Introduction

Tsmmonitor is a shell script that performs some TSM (Tivoli Storage Manager) checks. The main idea is to help monitor TSM Servers.

Some nice features:

This script intends to be UNIX compliance. It has been tested successfully under many Linux and AIX (4.3, 5.2 and 5.3). If you have any problem, please let me know.

Suggestions and bug reports are very welcome. Contact me at: <thobias (a) thobias org>

Changelog

Version 1.0, released on 15/06/2007 (DD/MM/YYYY)

Download

Just download this file: tsmmonitor

Using it is quite simple. It doesn't require installation. All you have to do is set three options in the source code. Edit the script and look for this section:

############### tsm server information
#
# dsmadmc command path
DSMADMC='/usr/bin/dsmadmc'

# tsm user to connect to the tsm server and perform the checks
USER=''

# tsm user password
PASS=''

Only these variables must be changed. If everything is fine, you can now test the script:

tsmmonitor --help
tsmmonitor db

Take a look at the source code for more customizations.

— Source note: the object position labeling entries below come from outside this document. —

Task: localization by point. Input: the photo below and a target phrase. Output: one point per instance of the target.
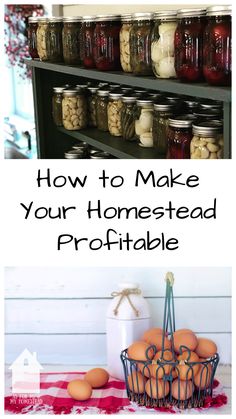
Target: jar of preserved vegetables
(54, 40)
(101, 109)
(162, 112)
(32, 37)
(86, 39)
(128, 117)
(114, 114)
(74, 109)
(207, 141)
(179, 136)
(57, 106)
(71, 40)
(106, 42)
(141, 44)
(92, 100)
(144, 122)
(162, 47)
(42, 38)
(125, 50)
(189, 44)
(217, 46)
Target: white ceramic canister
(128, 317)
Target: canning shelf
(53, 142)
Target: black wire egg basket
(161, 382)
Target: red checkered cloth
(112, 398)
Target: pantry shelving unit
(53, 141)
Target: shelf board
(116, 146)
(201, 90)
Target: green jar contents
(207, 141)
(114, 114)
(74, 109)
(42, 38)
(54, 40)
(162, 112)
(101, 109)
(162, 48)
(92, 101)
(71, 40)
(141, 44)
(57, 106)
(128, 117)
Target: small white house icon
(26, 373)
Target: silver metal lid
(190, 13)
(142, 16)
(208, 128)
(219, 10)
(183, 121)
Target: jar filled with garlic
(207, 141)
(144, 122)
(126, 27)
(162, 47)
(114, 114)
(74, 109)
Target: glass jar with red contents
(32, 37)
(217, 46)
(106, 51)
(86, 36)
(179, 136)
(189, 44)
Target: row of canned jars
(153, 119)
(190, 44)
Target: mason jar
(144, 122)
(189, 44)
(54, 44)
(179, 136)
(217, 60)
(125, 47)
(74, 109)
(128, 117)
(71, 40)
(42, 38)
(87, 37)
(57, 105)
(107, 43)
(114, 114)
(162, 112)
(162, 47)
(140, 42)
(32, 37)
(207, 141)
(101, 109)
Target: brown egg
(186, 371)
(157, 389)
(206, 348)
(138, 350)
(158, 370)
(188, 339)
(182, 390)
(136, 382)
(97, 377)
(203, 378)
(79, 390)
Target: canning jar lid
(104, 18)
(207, 128)
(190, 13)
(182, 121)
(219, 10)
(142, 16)
(165, 14)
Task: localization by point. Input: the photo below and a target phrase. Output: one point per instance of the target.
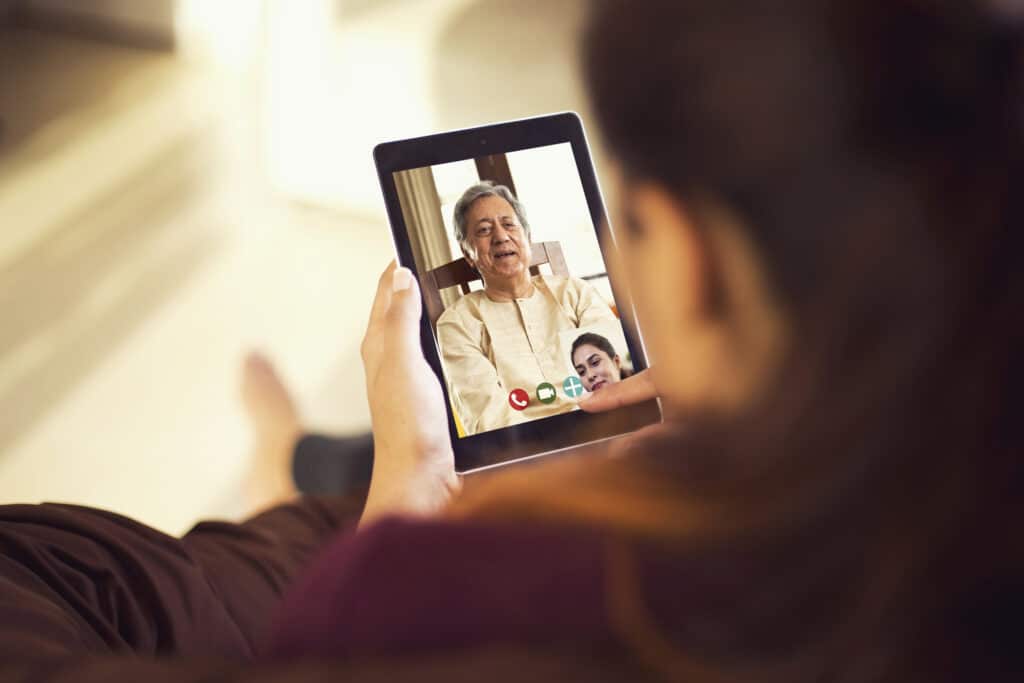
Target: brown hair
(873, 151)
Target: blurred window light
(227, 33)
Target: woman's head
(821, 223)
(595, 360)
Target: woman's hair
(871, 497)
(597, 341)
(478, 190)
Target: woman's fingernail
(400, 280)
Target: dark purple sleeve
(82, 583)
(404, 587)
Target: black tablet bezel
(548, 434)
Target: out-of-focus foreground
(182, 180)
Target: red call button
(519, 399)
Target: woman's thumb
(406, 302)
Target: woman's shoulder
(404, 584)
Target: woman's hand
(414, 465)
(635, 389)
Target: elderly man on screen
(506, 336)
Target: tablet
(506, 231)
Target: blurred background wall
(183, 180)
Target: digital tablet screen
(518, 301)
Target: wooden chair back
(460, 273)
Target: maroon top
(88, 596)
(407, 586)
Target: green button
(546, 392)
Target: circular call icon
(572, 386)
(546, 392)
(519, 399)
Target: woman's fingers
(634, 389)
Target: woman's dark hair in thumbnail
(600, 342)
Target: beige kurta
(491, 348)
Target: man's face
(499, 246)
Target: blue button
(572, 386)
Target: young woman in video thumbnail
(595, 358)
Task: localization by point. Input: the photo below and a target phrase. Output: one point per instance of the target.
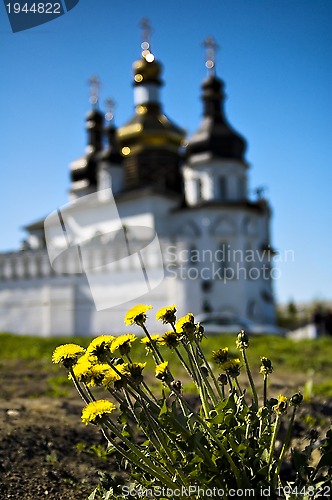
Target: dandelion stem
(285, 445)
(251, 381)
(273, 441)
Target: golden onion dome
(147, 70)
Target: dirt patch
(45, 449)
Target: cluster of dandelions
(223, 438)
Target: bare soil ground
(45, 448)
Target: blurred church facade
(146, 190)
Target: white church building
(152, 218)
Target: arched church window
(199, 190)
(223, 188)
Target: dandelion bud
(223, 379)
(177, 385)
(296, 399)
(242, 341)
(266, 366)
(281, 407)
(251, 417)
(263, 412)
(199, 332)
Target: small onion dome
(215, 135)
(147, 70)
(150, 128)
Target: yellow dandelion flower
(167, 314)
(100, 345)
(281, 407)
(88, 370)
(161, 370)
(147, 342)
(186, 324)
(94, 411)
(134, 371)
(170, 339)
(96, 373)
(110, 377)
(67, 354)
(137, 315)
(232, 367)
(123, 343)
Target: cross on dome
(94, 84)
(146, 36)
(110, 105)
(211, 48)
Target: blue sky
(275, 59)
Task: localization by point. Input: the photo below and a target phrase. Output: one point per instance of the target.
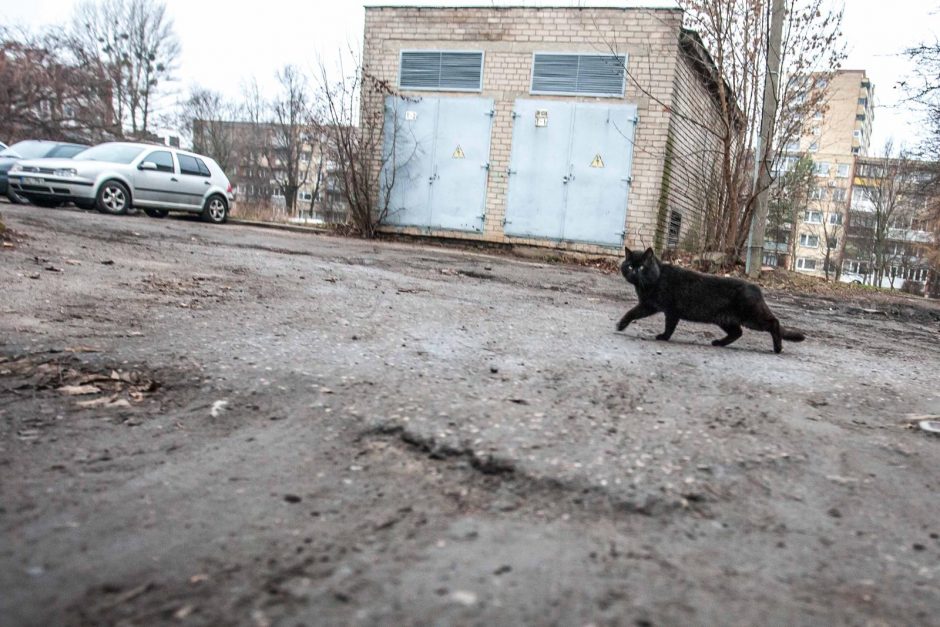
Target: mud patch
(192, 292)
(509, 486)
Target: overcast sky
(225, 43)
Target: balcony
(776, 247)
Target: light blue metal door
(538, 168)
(439, 173)
(408, 155)
(601, 159)
(569, 173)
(461, 163)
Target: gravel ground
(231, 425)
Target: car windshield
(27, 150)
(112, 153)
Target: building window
(809, 241)
(598, 75)
(855, 267)
(438, 70)
(804, 263)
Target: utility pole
(755, 246)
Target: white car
(115, 176)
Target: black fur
(686, 295)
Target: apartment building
(890, 230)
(833, 138)
(255, 164)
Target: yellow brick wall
(509, 37)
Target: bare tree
(923, 88)
(133, 44)
(45, 94)
(293, 131)
(734, 35)
(887, 197)
(208, 118)
(356, 128)
(789, 197)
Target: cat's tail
(792, 335)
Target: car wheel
(113, 198)
(48, 203)
(15, 198)
(215, 210)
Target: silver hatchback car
(115, 176)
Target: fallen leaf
(79, 390)
(184, 611)
(108, 402)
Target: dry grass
(260, 212)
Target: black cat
(687, 295)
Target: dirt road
(228, 425)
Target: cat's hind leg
(671, 322)
(775, 334)
(733, 331)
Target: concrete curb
(296, 228)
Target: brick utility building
(582, 128)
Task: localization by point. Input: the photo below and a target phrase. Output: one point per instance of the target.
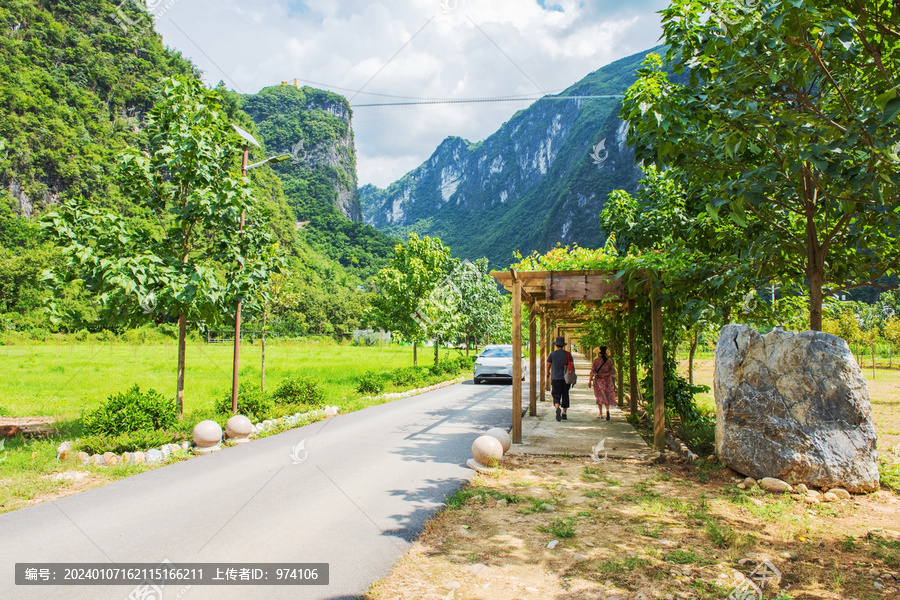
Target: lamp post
(248, 139)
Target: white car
(495, 362)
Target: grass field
(64, 379)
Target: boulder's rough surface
(794, 406)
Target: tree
(405, 285)
(785, 116)
(185, 259)
(480, 302)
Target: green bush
(466, 362)
(130, 411)
(133, 441)
(299, 390)
(406, 376)
(370, 383)
(252, 402)
(700, 435)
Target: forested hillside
(541, 179)
(74, 88)
(320, 181)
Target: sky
(459, 49)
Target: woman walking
(603, 376)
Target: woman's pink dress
(604, 375)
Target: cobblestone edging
(183, 450)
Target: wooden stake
(659, 401)
(544, 327)
(532, 365)
(517, 361)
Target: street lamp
(248, 139)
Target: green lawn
(65, 379)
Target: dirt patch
(637, 530)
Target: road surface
(354, 494)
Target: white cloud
(458, 49)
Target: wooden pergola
(551, 298)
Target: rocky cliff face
(541, 179)
(315, 127)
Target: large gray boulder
(794, 406)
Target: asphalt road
(355, 496)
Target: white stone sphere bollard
(238, 429)
(502, 436)
(207, 435)
(486, 454)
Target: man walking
(557, 364)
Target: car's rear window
(497, 353)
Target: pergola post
(532, 365)
(620, 364)
(659, 401)
(544, 327)
(517, 360)
(632, 367)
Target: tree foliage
(193, 260)
(402, 304)
(787, 127)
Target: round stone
(238, 428)
(207, 434)
(487, 451)
(502, 436)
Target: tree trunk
(873, 360)
(262, 378)
(815, 258)
(179, 389)
(694, 341)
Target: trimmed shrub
(299, 390)
(252, 402)
(370, 383)
(130, 411)
(134, 441)
(406, 376)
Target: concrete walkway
(583, 431)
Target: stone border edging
(158, 455)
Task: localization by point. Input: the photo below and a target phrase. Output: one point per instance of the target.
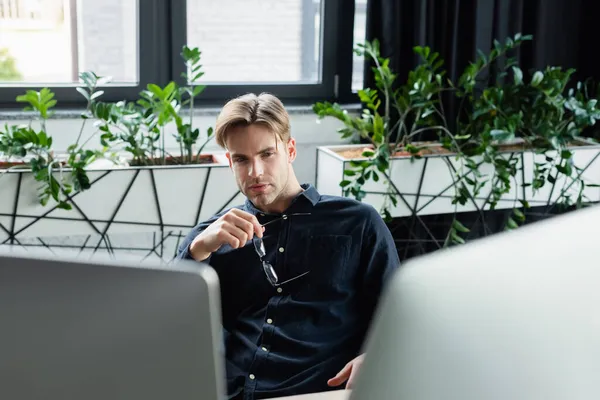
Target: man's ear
(291, 149)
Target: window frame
(162, 31)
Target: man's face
(260, 163)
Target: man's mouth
(258, 187)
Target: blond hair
(248, 109)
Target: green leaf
(538, 77)
(501, 135)
(518, 75)
(83, 92)
(455, 238)
(459, 227)
(519, 215)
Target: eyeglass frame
(259, 247)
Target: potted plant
(514, 143)
(143, 188)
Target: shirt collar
(309, 194)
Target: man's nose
(256, 168)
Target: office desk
(333, 395)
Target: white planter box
(426, 184)
(121, 201)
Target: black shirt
(287, 340)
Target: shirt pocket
(326, 257)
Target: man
(300, 273)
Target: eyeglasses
(259, 246)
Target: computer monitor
(74, 330)
(511, 316)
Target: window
(48, 42)
(297, 49)
(360, 34)
(267, 41)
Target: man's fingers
(341, 376)
(258, 228)
(244, 225)
(352, 378)
(226, 237)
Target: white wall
(305, 129)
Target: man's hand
(348, 373)
(235, 228)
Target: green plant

For nerds, source code highlighting.

Checks

The complete list of the available checks.

No Check Description
1 help show all checks help
2 db check tsm database utilization
3 dbbkp check how many tsm db backup there are in the last 24 hours
4 dbfrag check tsm database fragmentation
5 dbvol check number of database volumes not synchronized (copy status)
6 diskvol check number of disk volumes without readwrite access
7 drive check number of drives not online
8 lic check server license compliance
9 log check tsm recovery log utilization
10 logvol check number of log volumes not synchronized (copy status)
11 numnodes check number of nodes
12 numsess check number of nodes sessions
13 path check number of paths not online
14 req check number of pending requests
15 scratch check number of scratch tapes
16 stgpool check a storage pool utilization
17 tapeslib check how many tapes are in the library
18 tapesown check how many tapes have a specific owner
19 tapesstgpool check how many volumes are in a specific storage pool
20 unav check number of unavailable volumes
21 volerr check number of volumes with error (error_state)

TSMMonitor in Action

Some samples to show tsmmonitor in action:

prompt> tsmmonitor -h
Usage: tsmmonitor [options] [check] [options_check]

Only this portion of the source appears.